In light of the nature of the insurance gamble, we are unwilling to accept the suggestion that placing the burden of reimbursing the health insurers' rate-payers on the liability carriers' premium-payers is ineluctably the only fair outcome.   Although the Legislature could certainly have made such a judgment, where it clearly chose a different course we see no compelling public policy argument requiring us to interpret the statute to achieve a different end.   Our judgment is not on the wisdom of the legislative enactment, but only on its meaning.  Burt v. West Jersey Health Systems, 339 N.J.Super. 296, 309, 771 A.2d 683 (App.Div.2001).


 Health insurers have no common law equitable right to subrogation.
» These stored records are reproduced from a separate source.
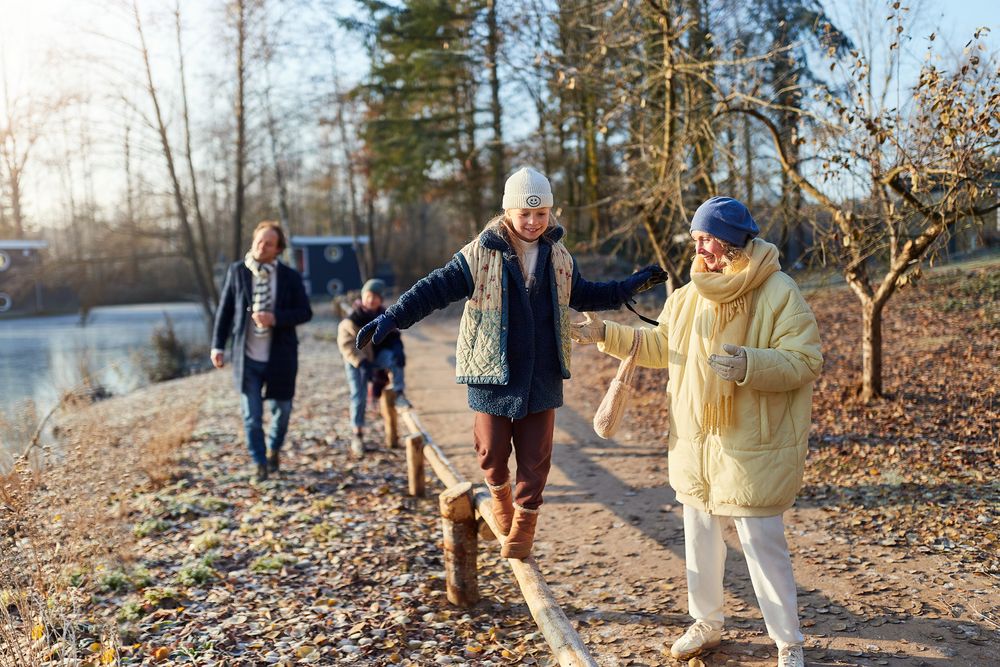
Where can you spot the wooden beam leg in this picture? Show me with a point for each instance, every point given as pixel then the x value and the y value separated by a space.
pixel 458 524
pixel 415 465
pixel 387 406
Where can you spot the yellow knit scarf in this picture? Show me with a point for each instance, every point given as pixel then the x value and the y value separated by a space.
pixel 731 292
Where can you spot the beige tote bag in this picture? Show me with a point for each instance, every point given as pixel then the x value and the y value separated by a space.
pixel 609 413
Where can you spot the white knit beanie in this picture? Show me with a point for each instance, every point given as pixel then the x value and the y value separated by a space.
pixel 527 188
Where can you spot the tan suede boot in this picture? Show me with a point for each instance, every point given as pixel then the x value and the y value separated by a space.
pixel 503 506
pixel 522 534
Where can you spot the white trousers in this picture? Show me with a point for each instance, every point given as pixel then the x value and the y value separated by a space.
pixel 766 551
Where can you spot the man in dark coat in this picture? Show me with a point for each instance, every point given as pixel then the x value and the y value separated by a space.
pixel 262 302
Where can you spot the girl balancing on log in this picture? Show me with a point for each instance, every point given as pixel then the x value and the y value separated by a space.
pixel 513 349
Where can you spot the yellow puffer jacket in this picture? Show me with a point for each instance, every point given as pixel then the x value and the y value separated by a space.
pixel 754 467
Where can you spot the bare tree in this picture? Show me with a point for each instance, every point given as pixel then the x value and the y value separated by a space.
pixel 928 163
pixel 204 248
pixel 21 123
pixel 239 9
pixel 187 233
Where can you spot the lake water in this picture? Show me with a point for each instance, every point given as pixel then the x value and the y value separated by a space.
pixel 41 357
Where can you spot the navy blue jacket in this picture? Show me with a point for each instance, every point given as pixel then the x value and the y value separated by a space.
pixel 291 308
pixel 532 349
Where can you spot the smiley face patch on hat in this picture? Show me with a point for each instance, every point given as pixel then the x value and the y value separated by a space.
pixel 527 188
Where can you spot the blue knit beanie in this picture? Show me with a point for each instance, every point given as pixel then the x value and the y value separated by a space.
pixel 727 219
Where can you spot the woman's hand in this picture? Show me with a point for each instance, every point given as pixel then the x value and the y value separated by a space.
pixel 732 368
pixel 376 330
pixel 588 331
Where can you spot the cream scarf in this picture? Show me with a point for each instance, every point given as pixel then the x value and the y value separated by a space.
pixel 262 297
pixel 731 293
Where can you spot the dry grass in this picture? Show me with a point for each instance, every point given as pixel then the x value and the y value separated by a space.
pixel 63 521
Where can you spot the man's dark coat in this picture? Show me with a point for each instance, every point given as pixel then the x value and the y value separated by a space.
pixel 291 308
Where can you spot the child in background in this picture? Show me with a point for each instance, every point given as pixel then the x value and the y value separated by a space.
pixel 361 364
pixel 514 343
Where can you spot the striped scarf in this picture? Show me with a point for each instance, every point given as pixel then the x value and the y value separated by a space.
pixel 261 289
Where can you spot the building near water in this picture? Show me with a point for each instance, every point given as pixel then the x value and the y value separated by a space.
pixel 21 276
pixel 329 265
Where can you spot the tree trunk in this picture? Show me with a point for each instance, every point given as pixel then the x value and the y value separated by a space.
pixel 499 170
pixel 236 248
pixel 15 201
pixel 279 174
pixel 748 172
pixel 203 246
pixel 871 350
pixel 182 215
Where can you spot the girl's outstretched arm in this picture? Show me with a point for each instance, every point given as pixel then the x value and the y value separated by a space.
pixel 433 292
pixel 612 294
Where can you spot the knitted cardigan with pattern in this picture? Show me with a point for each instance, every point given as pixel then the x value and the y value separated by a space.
pixel 528 334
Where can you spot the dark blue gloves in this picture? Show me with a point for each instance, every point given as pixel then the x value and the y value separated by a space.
pixel 376 330
pixel 642 280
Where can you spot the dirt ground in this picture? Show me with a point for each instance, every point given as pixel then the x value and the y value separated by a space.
pixel 611 547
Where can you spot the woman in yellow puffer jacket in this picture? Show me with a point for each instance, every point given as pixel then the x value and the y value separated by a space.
pixel 742 349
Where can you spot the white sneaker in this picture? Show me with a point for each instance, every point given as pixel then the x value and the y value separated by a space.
pixel 790 655
pixel 698 637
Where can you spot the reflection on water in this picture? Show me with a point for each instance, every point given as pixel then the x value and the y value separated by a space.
pixel 41 357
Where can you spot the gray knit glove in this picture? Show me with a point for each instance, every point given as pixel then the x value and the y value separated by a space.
pixel 588 331
pixel 732 368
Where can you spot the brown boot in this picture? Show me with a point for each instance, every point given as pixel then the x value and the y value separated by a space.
pixel 503 506
pixel 522 534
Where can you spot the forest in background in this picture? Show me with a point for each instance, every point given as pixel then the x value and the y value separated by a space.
pixel 861 144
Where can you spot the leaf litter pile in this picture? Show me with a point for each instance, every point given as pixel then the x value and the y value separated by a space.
pixel 327 563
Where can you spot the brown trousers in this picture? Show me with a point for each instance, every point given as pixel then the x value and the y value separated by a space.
pixel 531 438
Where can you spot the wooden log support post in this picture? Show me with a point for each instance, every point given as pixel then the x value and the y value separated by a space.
pixel 458 523
pixel 387 406
pixel 565 643
pixel 415 465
Under the common-law collateral source rule, plaintiffs had the right to keep their health insurance proceeds and their full tort judgments.   In amending the common-law collateral source rule, N.J.S.A. 2A:15-97 eliminated double recovery to plaintiffs, allocated the benefit of that elimination to liability carriers, and left health insurers in the same position they had been in before its enactment-with no right to recover paid benefits from the insured or from the tortfeasor.   In allocating the benefit of no-double-recovery to liability carriers, N.J.S.A. 2A:15-97, in turn, barred the Commissioner of Insurance from enacting a different allocation scheme.   Thus, the Commissioner's regulations empowering health insurers to include reimbursement and subrogation provisions in their contracts only apply to cases that do not involve the collateral source rule.


The judgment of the Appellate Division is reversed.   The judgments of the trial court are reinstated.


1.   Subrogation substitutes the health insurer in place of the plaintiff insured “to whose rights he or she succeeds in relation to the debt and gives to the substitute all the rights, priorities, remedies, liens, and securities of the person for whom he or she is substituted.”   Lee R. Russ & Thomas F. Segalla, Couch on Insurance § 222:5 (3d ed.2000).Reimbursement, a contractual undertaking, allows the insurer to recover payments directly from its own insured upon its insured's recovery of the loss from a third party.   Couch on Insurance 3d § 222:81.

2.   The insurance premium is essentially charged to the liability carrier because the liability carrier, not the plaintiff, has received the benefit of the insurance.


For reversal and reinstatement-Chief Justice PORITZ and Justices STEIN, COLEMAN, LONG, VERNIERO, LaVECCHIA and ZAZZALI-7. Opposed-None.